Lorsque les impôts ne sont pas réglés en totalité à la date limite de paiement imposée par l'administration fiscale, une majoration de 10% est appliquée sur leur montant. Cette pénalité concerne l'impôt sur le revenu, mais également la taxe d'habitation, la taxe foncière (sur le bâti et le non-bâti) et l'impôt de solidarité sur la fortune. Aucun intérêt de retard n'est à payer en plus, sauf en cas de redressement fiscal.

Les actions de l'administration fiscale

Si le contribuable tarde trop à régler ses impôts, l'administration commence par lui envoyer une lettre de rappel, avant de lui adresser une mise en demeure.
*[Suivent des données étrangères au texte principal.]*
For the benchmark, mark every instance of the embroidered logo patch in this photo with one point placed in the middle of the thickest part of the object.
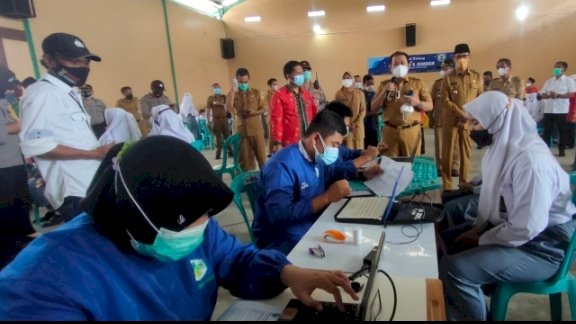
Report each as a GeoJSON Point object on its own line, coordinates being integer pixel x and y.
{"type": "Point", "coordinates": [200, 268]}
S'il ne réagit toujours pas, des poursuites peuvent être engagées à son encontre, dont l'issue peut aller jusqu'à la saisie de son salaire ou de ses biens. À noter, le fisc dispose d'un délai de 4 ans pour récupérer le montant dû par le contribuable, le délai courant à partir de la date de mise en recouvrement de l'impôt concerné.

Demande de recours gracieux

Afin d'éviter de payer la majoration de 10%, un contribuable en retard sur le règlement de ses impôts peut demander un recours gracieux. L'administration fiscale peut alors décider de l'exonérer de cette pénalité, si elle estime son motif légitime. Le contribuable reste bien évidemment redevable de la totalité de ses impôts.